Based on my readings, it sounds like if you eat uncontaminated raw pork, you will only get the cysts which will become the tape worms. However, from there the tapeworms can have eggs which can then be acquired through fecal oral contamination or reverse intestinal peristalisis (in theory), causing the neurocysticerosis. The other way is that pigs actually secrete the eggs too, which can then either be contaminated into the ground or into the meat itself I suppose. Cysticerosis is not endemic in the US, it's more prevalent in the Latin America, and portions of Asia, Asia and Europe. Most people who have the disease in our country are recent immigrants from those areas.
 
Originally posted by WatchaMaCallit
hmm, yes that is very true..but you don't have to necessarily eat the feces..if the pork is uncooked or infested with eggs, then you can get neurocysticercosis. Where I'm at, it is quite prevelant in the asian community especially with the vietnamese population...but I'm pretty sure it affects white people especially in the midwest and the south, no?

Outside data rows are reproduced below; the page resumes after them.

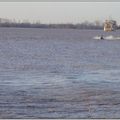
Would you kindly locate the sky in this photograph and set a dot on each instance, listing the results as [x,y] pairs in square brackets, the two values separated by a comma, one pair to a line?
[60,12]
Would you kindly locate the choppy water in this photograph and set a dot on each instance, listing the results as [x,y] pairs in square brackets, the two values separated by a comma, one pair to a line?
[58,73]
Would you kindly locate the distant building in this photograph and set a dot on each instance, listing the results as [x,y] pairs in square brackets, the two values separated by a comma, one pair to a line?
[110,25]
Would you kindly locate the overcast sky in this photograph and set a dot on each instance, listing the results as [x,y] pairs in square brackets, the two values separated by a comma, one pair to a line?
[60,12]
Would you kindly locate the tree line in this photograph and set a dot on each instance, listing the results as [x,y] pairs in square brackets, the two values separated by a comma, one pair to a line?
[27,24]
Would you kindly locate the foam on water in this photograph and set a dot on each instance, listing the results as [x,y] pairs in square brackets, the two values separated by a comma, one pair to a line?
[109,37]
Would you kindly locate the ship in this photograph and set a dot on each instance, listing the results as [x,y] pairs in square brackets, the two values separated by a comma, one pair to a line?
[110,25]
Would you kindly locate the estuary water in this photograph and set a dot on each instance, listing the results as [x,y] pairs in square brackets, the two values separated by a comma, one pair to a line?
[59,73]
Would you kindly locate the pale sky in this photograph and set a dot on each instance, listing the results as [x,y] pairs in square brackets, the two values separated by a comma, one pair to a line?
[60,12]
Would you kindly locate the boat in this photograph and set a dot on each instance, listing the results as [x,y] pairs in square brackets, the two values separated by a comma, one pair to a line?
[110,25]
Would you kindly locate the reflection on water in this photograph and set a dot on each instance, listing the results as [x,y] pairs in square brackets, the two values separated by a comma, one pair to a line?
[58,74]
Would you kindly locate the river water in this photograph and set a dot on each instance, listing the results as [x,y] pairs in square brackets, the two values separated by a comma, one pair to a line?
[58,73]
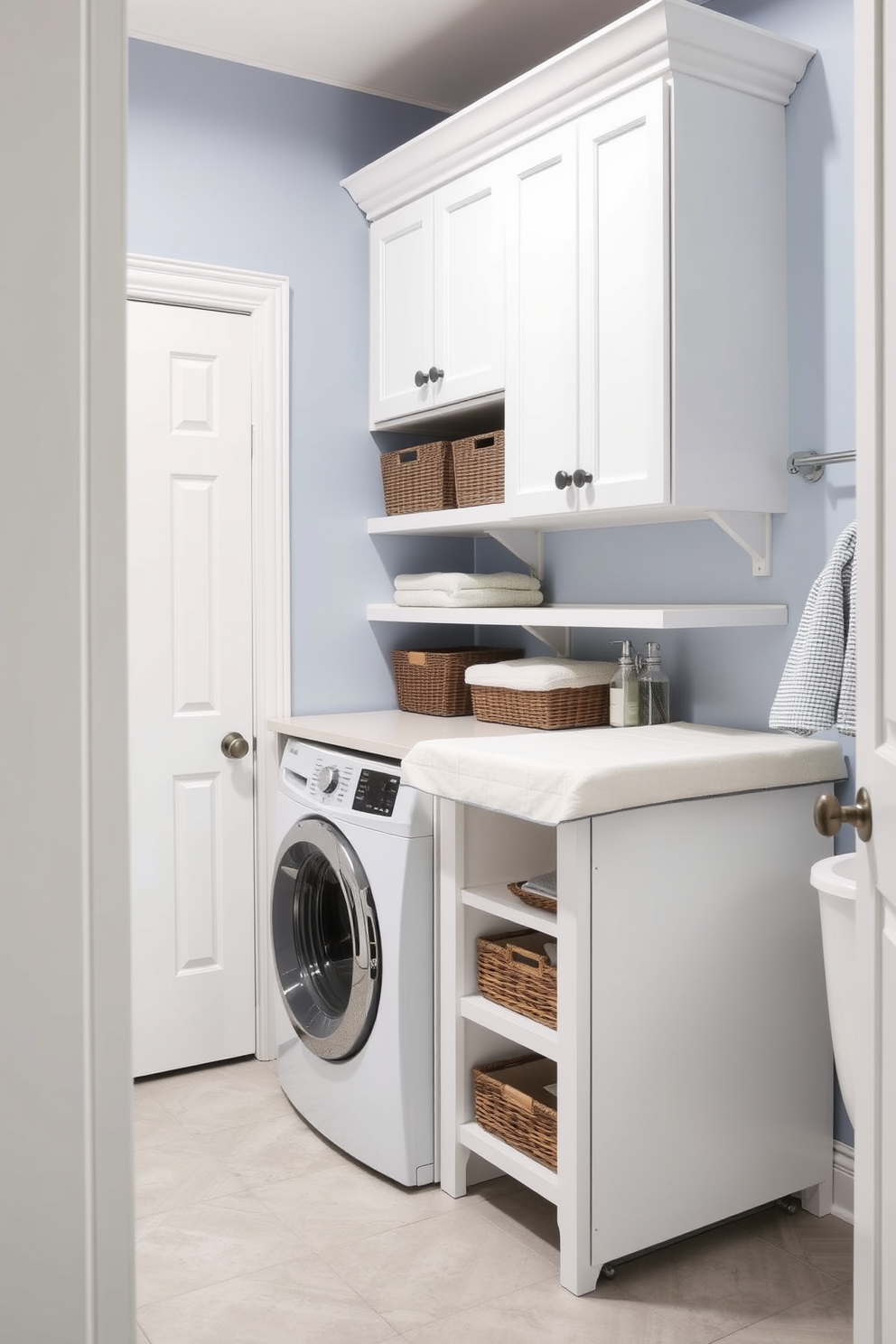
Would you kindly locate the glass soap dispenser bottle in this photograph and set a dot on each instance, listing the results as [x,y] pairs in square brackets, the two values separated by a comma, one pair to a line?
[623,690]
[653,688]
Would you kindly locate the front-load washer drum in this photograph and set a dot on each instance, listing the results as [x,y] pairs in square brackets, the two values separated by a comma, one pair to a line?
[325,939]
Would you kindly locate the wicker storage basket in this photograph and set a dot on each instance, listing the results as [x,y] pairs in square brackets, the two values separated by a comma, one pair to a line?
[432,680]
[518,974]
[479,470]
[567,707]
[510,1101]
[532,898]
[418,479]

the only way undercooked pork could be infested with eggs is if you are eating undercooked pork that is contaminated with feces.
 
Here in the Mid-West it's seen in the migrant worker (Mexican/S.American) populations. It's not that the bug discriminates, just that the lower you sit on the social ladder, the more likely you are to suffer fecal-oral contamination. Or, if you are in a less developed country, there is higher potential for widespread contamination of the water supply, etc.